2) This is a triage situation; doctors have to make similar ethical decisions all the time. It doesn't mean the other patients do not have moral value!

Medical officers during wartime also make such decisions with mass casualties. It doesn't mean the other soldiers aren't worth saving. It just means that resources are limited, and complex ethical decisions have to be made based upon several factors other than the moral value of the rescuee.

Personally, if I can only save one person from a burning kindergarten, I will save my own daughter. It doesn't mean all the other kids are not worth more than a dime. It's just that in such situations where only a limited number of lives could be saved, we have to make choices (and quickly!) based upon numerous other factors.

It does not contradict the conviction that each embryo is a living, distinct and whole human being.

3) Weak and irrelevant analogy (Fallacy of Weak Analogy)

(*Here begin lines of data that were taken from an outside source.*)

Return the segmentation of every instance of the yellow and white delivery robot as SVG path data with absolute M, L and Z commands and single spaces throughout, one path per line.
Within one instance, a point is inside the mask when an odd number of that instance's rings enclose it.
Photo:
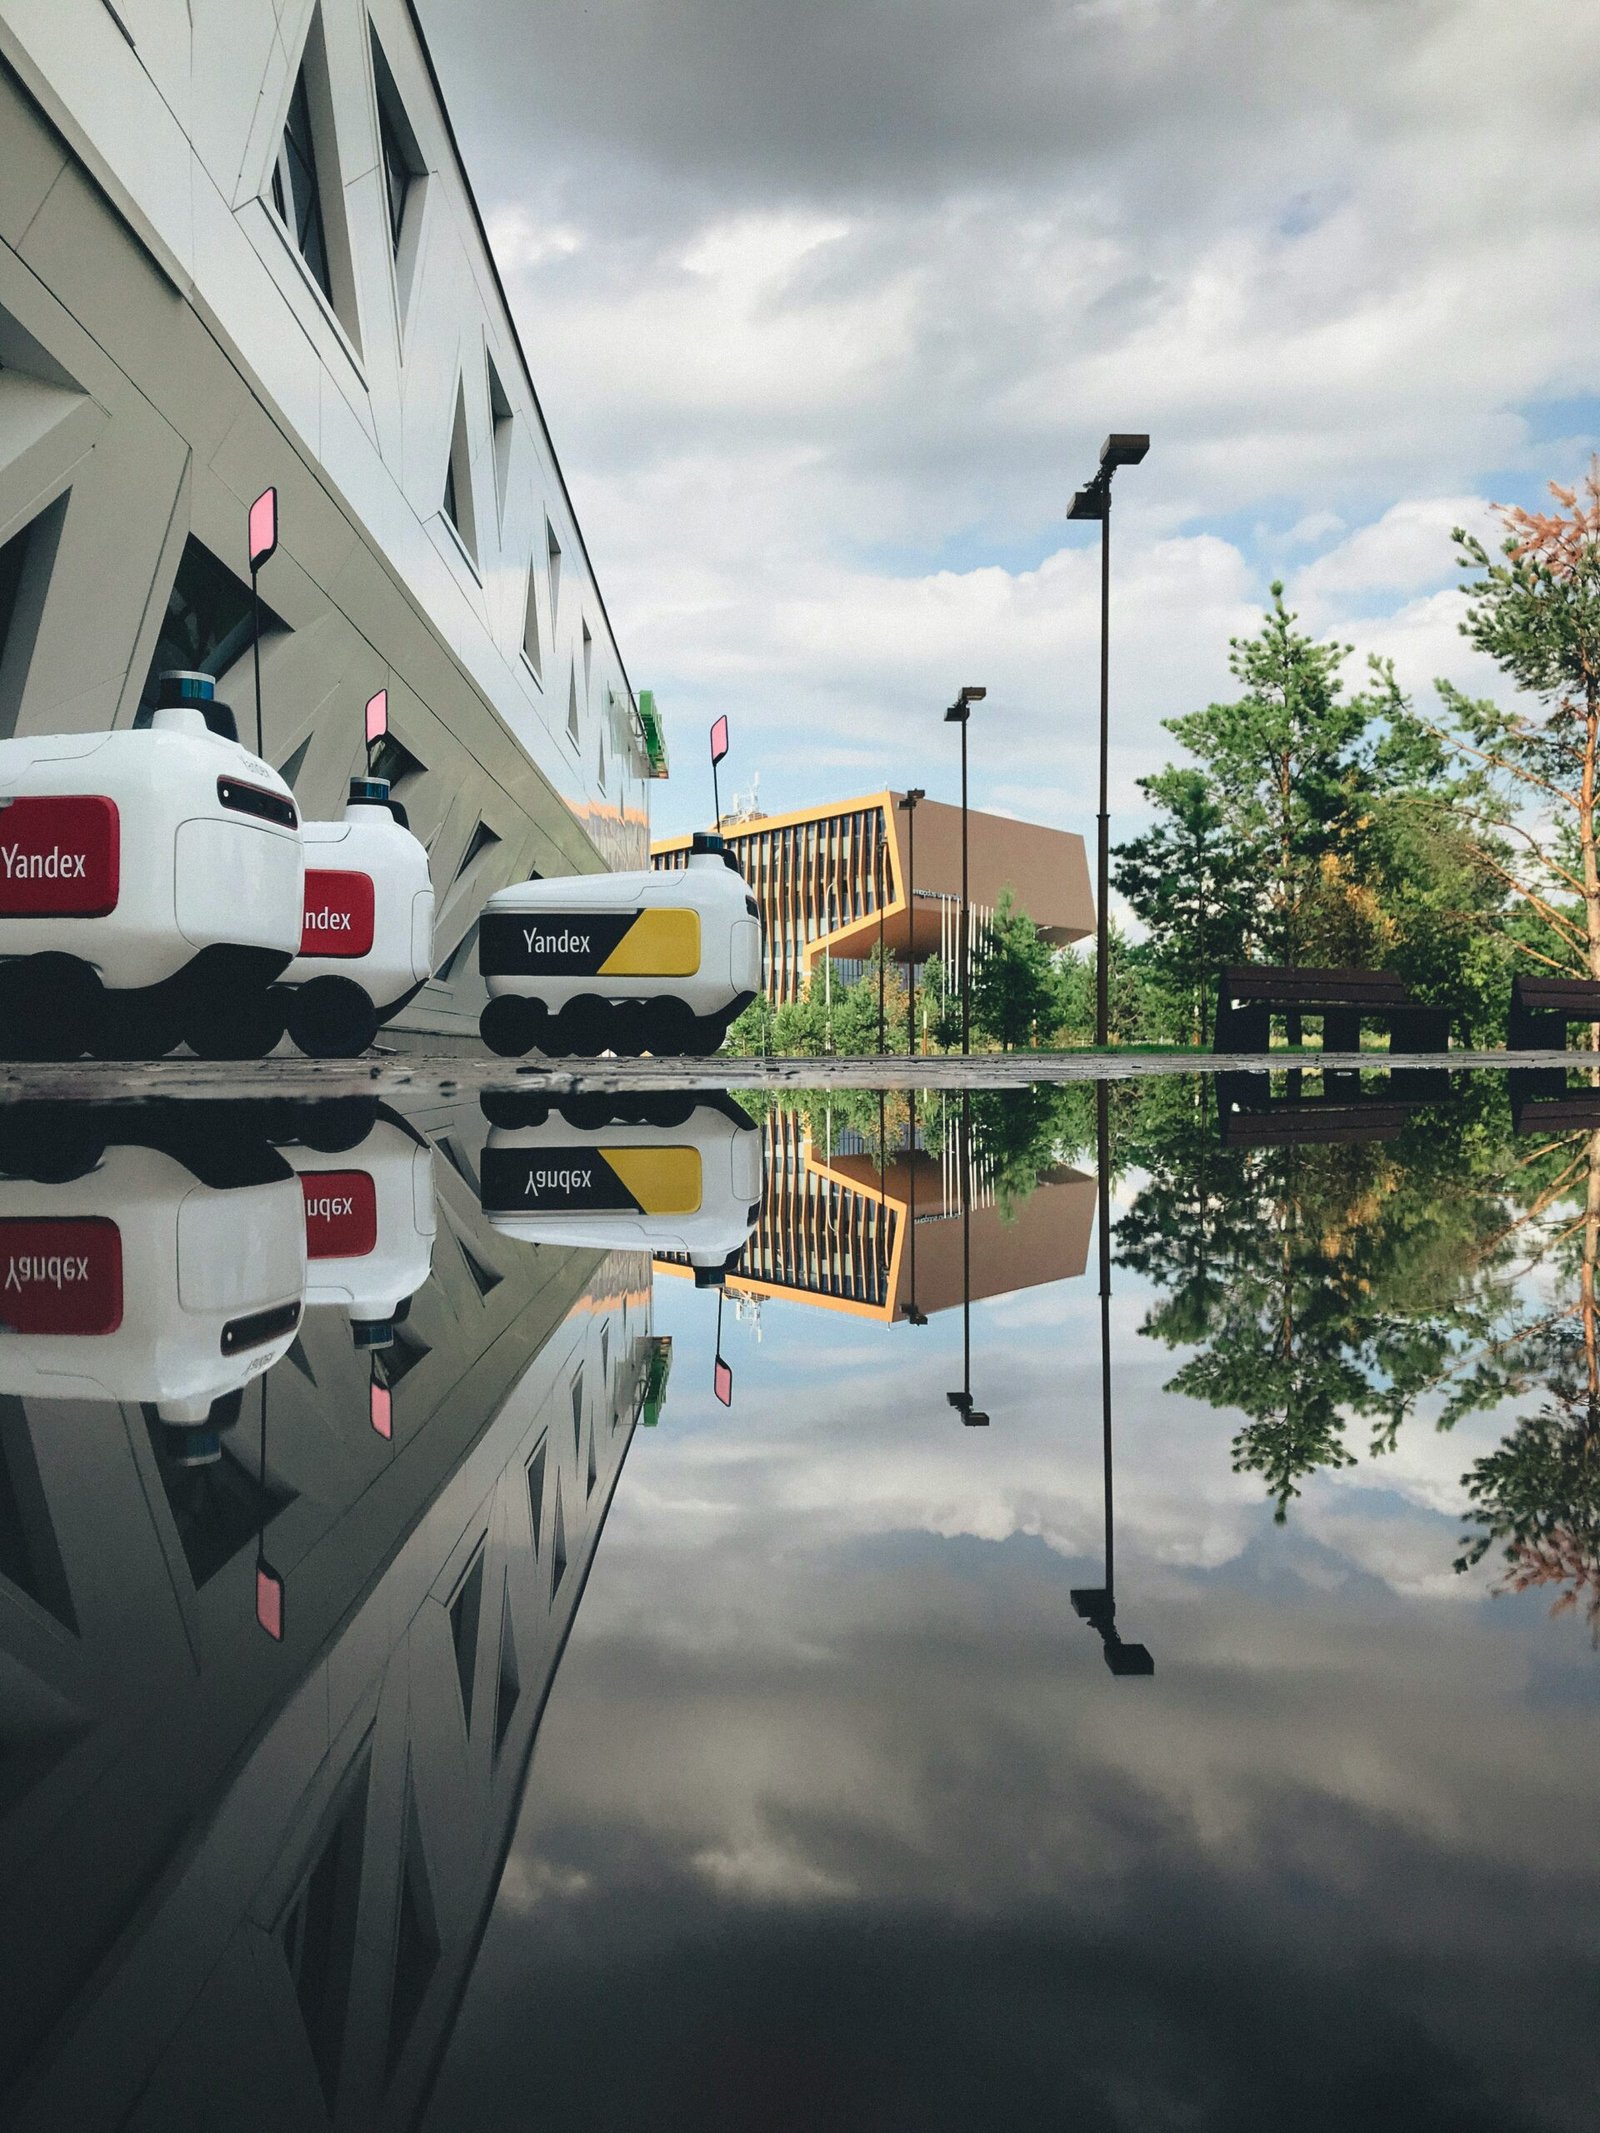
M 699 1288 L 720 1287 L 761 1212 L 761 1130 L 731 1097 L 683 1099 L 672 1122 L 649 1097 L 540 1099 L 485 1092 L 484 1213 L 525 1244 L 677 1252 Z M 575 1122 L 576 1121 L 576 1122 Z
M 537 1048 L 714 1052 L 761 983 L 761 917 L 720 837 L 671 872 L 569 874 L 499 889 L 483 909 L 483 1041 Z

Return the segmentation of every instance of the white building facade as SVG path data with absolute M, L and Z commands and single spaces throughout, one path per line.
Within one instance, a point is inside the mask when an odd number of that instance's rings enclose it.
M 536 19 L 536 18 L 535 18 Z M 340 811 L 362 707 L 465 1034 L 485 896 L 641 865 L 645 728 L 410 0 L 0 0 L 0 738 L 165 667 Z M 659 766 L 658 766 L 659 767 Z

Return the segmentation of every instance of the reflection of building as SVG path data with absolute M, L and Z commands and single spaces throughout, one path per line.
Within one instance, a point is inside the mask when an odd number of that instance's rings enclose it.
M 192 19 L 191 19 L 192 18 Z M 410 0 L 0 8 L 0 738 L 127 726 L 158 667 L 342 809 L 361 707 L 472 922 L 642 861 L 651 749 Z
M 766 933 L 765 983 L 775 1001 L 796 999 L 823 953 L 859 961 L 884 945 L 901 962 L 942 956 L 954 970 L 959 952 L 961 810 L 924 800 L 916 810 L 916 878 L 911 878 L 907 816 L 901 795 L 869 793 L 832 807 L 724 824 L 745 879 L 761 906 Z M 1058 945 L 1094 931 L 1094 900 L 1083 839 L 1066 830 L 968 817 L 968 882 L 974 936 L 1003 889 Z M 658 867 L 688 858 L 689 839 L 651 847 Z M 915 894 L 908 901 L 908 889 Z
M 414 2122 L 650 1360 L 646 1260 L 508 1243 L 436 1170 L 392 1438 L 342 1309 L 198 1473 L 136 1407 L 0 1399 L 8 2126 Z
M 729 1270 L 730 1296 L 783 1297 L 890 1320 L 910 1304 L 932 1313 L 960 1303 L 961 1179 L 953 1153 L 897 1155 L 880 1174 L 869 1155 L 819 1155 L 799 1112 L 769 1112 L 763 1131 L 766 1192 L 754 1233 Z M 974 1300 L 1081 1274 L 1094 1195 L 1093 1178 L 1058 1165 L 1041 1173 L 1008 1220 L 981 1158 L 975 1161 Z M 675 1257 L 660 1257 L 656 1266 L 688 1271 Z

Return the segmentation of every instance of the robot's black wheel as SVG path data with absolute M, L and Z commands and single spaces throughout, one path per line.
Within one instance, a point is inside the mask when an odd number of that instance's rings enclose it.
M 722 1040 L 728 1034 L 728 1025 L 721 1015 L 696 1015 L 694 1018 L 694 1049 L 696 1056 L 710 1059 L 722 1050 Z
M 542 1000 L 503 992 L 478 1017 L 478 1034 L 501 1059 L 520 1059 L 544 1035 L 548 1017 Z
M 550 1116 L 550 1106 L 542 1096 L 524 1096 L 520 1089 L 485 1089 L 478 1103 L 490 1125 L 504 1132 L 542 1126 Z
M 699 1017 L 683 1000 L 652 1000 L 645 1015 L 645 1042 L 658 1059 L 678 1059 L 692 1050 Z
M 283 1008 L 275 985 L 220 999 L 213 994 L 190 1010 L 184 1039 L 201 1059 L 265 1059 L 283 1035 Z
M 308 1059 L 359 1059 L 378 1016 L 354 978 L 313 978 L 289 995 L 289 1035 Z
M 77 1059 L 100 1013 L 100 980 L 71 955 L 0 964 L 0 1044 L 12 1059 Z
M 579 1133 L 599 1133 L 616 1115 L 616 1105 L 609 1096 L 563 1096 L 561 1099 L 561 1116 Z
M 643 1003 L 618 1000 L 611 1008 L 611 1049 L 619 1059 L 637 1059 L 648 1043 L 648 1017 Z
M 551 1024 L 551 1037 L 558 1053 L 573 1059 L 598 1059 L 610 1048 L 615 1020 L 609 1000 L 597 993 L 580 993 L 569 1000 Z
M 108 992 L 91 1043 L 99 1059 L 161 1059 L 182 1034 L 177 1010 L 165 994 Z
M 336 1096 L 296 1106 L 296 1138 L 318 1155 L 344 1155 L 359 1148 L 378 1123 L 375 1096 Z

This analogy by Tomlinson discusses WHO TO SAVE, NOT WHO TO KILL. This is an essential distinction.

If I save my daughter from a burning kindergarten, it doesn't mean I will slit the throats of all the other kids on my way out! I am choosing who to save in that nick of time. I am not deciding upon which child I should kill.

Abortion concerns who the mother and the abortionist want to kill. This argument posed by Tomlinson is ultimately an ignoratio elenchi, an irrelevant conclusion from an irrelevant analogy.

4) The analogy actually argues against the Pro-choice position.

If the embryos were actually potted plants or Pokemon figurines, there wouldn't be any dilemma at all. It goes to show that the embryos have moral value, and that's why Tomlinson intuitively felt that Pro-lifers would have an ethical dilemma in such a scenario.

5) Furthermore, in this analogy, the Pro-choice mother and the Abortionist can be likened to the arsonists who started the fire in the lab. In a pregnancy, no one has to die! Why start a fire at all?

So, here is a lesson for Tomlinson: Committing arson is malicious, destructive and wasteful, irrespective of whether the embryos have any intrinsic value or whether the Pokemon figurines are collector’s items for that matter. Likewise, irrespective of your perspective concerning the moral value of an embryo or the pre-born baby, abortion is malicious, destructive and wasteful because it kills life.

The consensus amongst embryologists is that the zygote is life. This analogy does not present an argument for abortion, but against it.

Tomlinson has shot himself in the foot, and is hoisted by his own petard.